Es sollte uns säkularen Staatsbürgerinnen und Staatsbürgern darum gehen, den Begriff Kopftuchverbrechen (crime du foulard) sozusagen zurückzuerobern beziehungsweise vom Kopf auf die Füße zu stellen: Nicht die Kritik am Kopftuch ist ein Verbrechen! Das aufgezwungene Kopftuch ist ein Verbrechen!

Und genau diesen Zusammenhang zwischen dem repressiven Kult des politischen (orthodoxen) Islam und dem nach der Doktrin der Freiwilligkeit (Kein Zwang im Glauben, dem Unwilligen droht das Höllenfeuer) getragenen Schleier möchte der im Juli 2009 vermarktete Neologismus »Kopftuchmörder, Kopftuchmord« umkehren.

Ohne Frage, Alex W. ist als der Mörder der Täter, die getötete Marwa al-Sharbini das Opfer. Dem orthodoxen Islam ist andererseits das auf Machtverfestigung zielende Austauschen von Täter und Opfer nicht fremd, und hier ist zu sagen, dass der Islam nicht das Opfer Deutschlands ist und Kritik am aggressiven islamischen Fundamentalismus selbstverständlich auch künftig möglich sein muss. Darum aber geht es den Salafisten um Pierre Vogel sowie den vier im KRM zusammengeschlossenen deutschen Islamverbänden im Juli 2009 nach dem schrecklichen Mord an einer ägyptischen Pharmazeutin: Künftige Islamkritik und Kopftuchkritik zu erschweren, am besten zu verhindern.

Einmal, vor eineinhalb Jahrzehnten ist der Begriff ‚crime du foulard‘ doch aufgetaucht, 1994. In jenen Jahren konnte unter einer prekären Mehrheit von Europas Pädagogen und Sozialarbeitern noch die politreligiöse Exklusion, die schariatische Segregation oder die repressive Erziehung zur Abschottung … als ‚crime‘, als Verbrechen gelten (9).

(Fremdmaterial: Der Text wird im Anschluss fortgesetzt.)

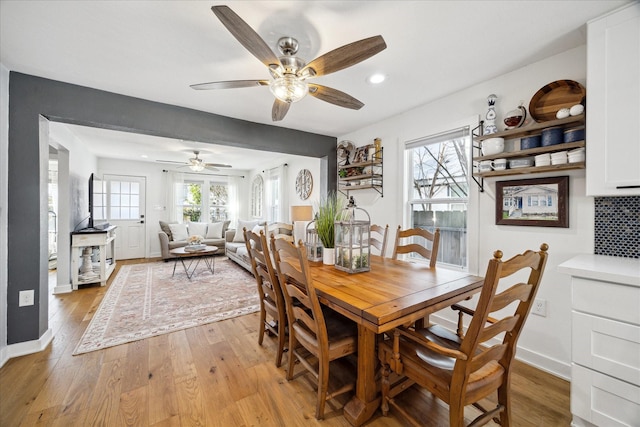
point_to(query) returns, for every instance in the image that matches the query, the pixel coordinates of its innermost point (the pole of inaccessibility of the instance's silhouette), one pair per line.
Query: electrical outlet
(26, 298)
(539, 307)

Wer als muslimisch angepasste Frau im Alltag in Deutschland wie auch im Falle des eigenen Ablebens alle Angehörigen und Freunde um das Grab versammelt wissen will und eine islam-offizielle Grabrede verlesen wissen will, der muss doch wohl besser ein Kopftuch getragen haben. Die Kopftuchverweigerin gilt unter Muslimen leider nach wie vor als Schlampe, der die Verschleierung lobpreisende Mann als berufener Sittenwächter.

Noch gibt es zwischen Senegal und Malaysia Zehntausende von Mädchen und Frauen, die ohne Kopftuch leben oder wenigstens ohne hidschāb zur Schule gehen dürfen und beispielsweise eine Schuluniform englischen Stils tragen können. Aber der fundamentalistische Islam und mit ihm die Verschleierung der Frau scheint seit zehn oder zwanzig Jahren anzusteigen.

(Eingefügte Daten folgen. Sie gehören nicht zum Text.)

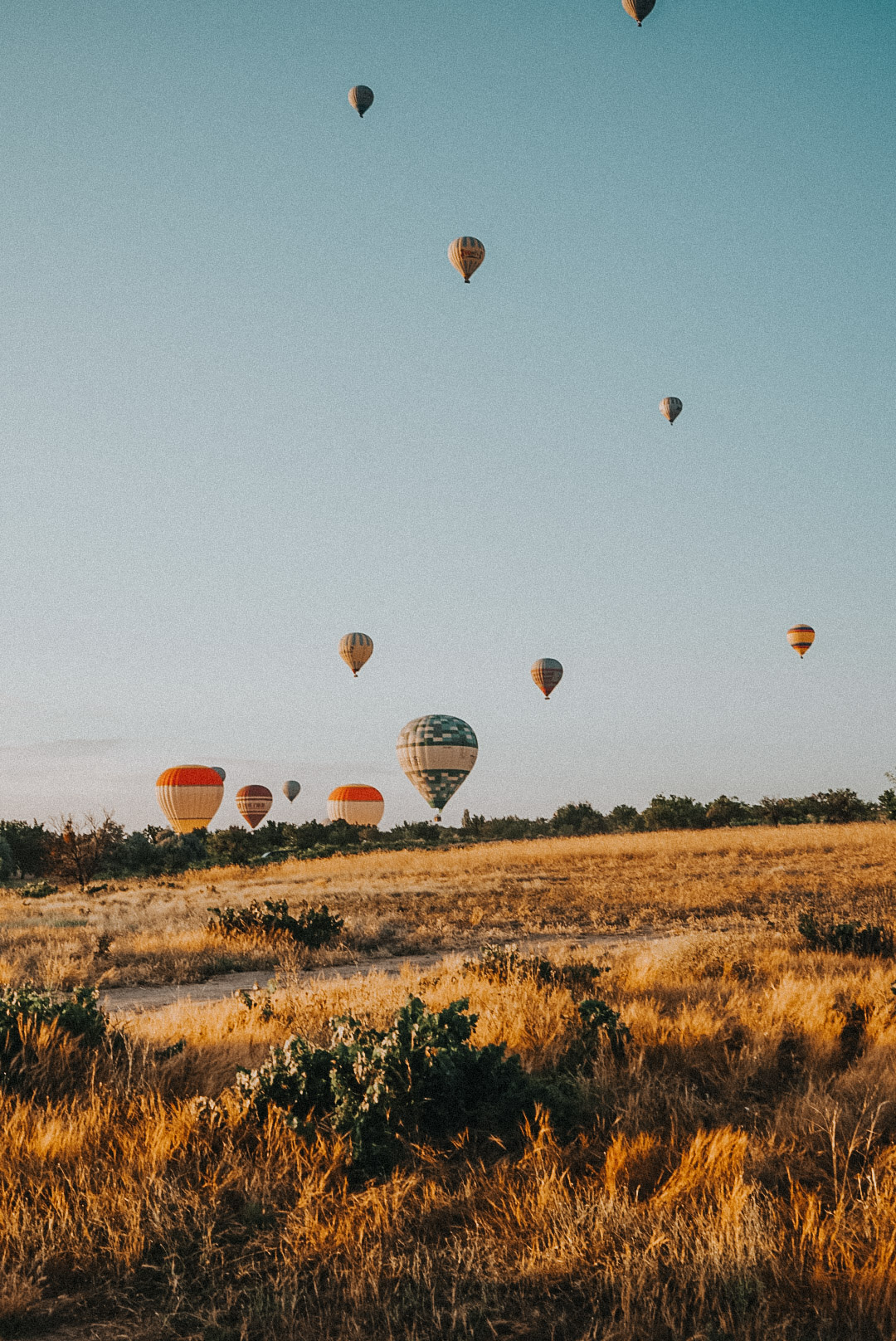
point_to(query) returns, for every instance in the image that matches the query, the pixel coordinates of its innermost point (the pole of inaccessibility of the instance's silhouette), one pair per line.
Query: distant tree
(780, 810)
(887, 802)
(578, 818)
(626, 820)
(841, 807)
(78, 851)
(30, 845)
(728, 812)
(675, 813)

Zwei islamische Strömungen arbeiten im Juli 2009 beim Verwenden oder Nutzbarmachen des grausamen Dresdner Mordfalles zusammen, einerseits die reichen, schariatreuen Funktionäre des etablierten Verbandsislam wie Ayyub Axel Köhler, mit dem unsere Regierung drei Jahre lang in einem Hinterzimmer zu diskutieren beliebte. Auf der anderen Seite arbeiten ihnen die armen Schwärmer und Wanderprediger zu, die auf den deutschlandweiten Trauerzug aufgesprungenen bärtigen Salafisten, Tschador-Händler und Niqāb-Tolerierer um die frommen Fundamentalisten Yusuf Estes, Bilal Philips (derzeit Einreiseverbot in die USA), Abdul Adhim und Pierre Vogel. Zu ihrem Umfeld gehören das Aufklärung und kulturelle Moderne standhaft verweigernde Islamische Bildungs- und Kulturzentrum Braunschweig (IBKB; http://www.furkan-semi.de, http://www.einladungzumparadies.de) und die Berliner al-Nur-Moschee.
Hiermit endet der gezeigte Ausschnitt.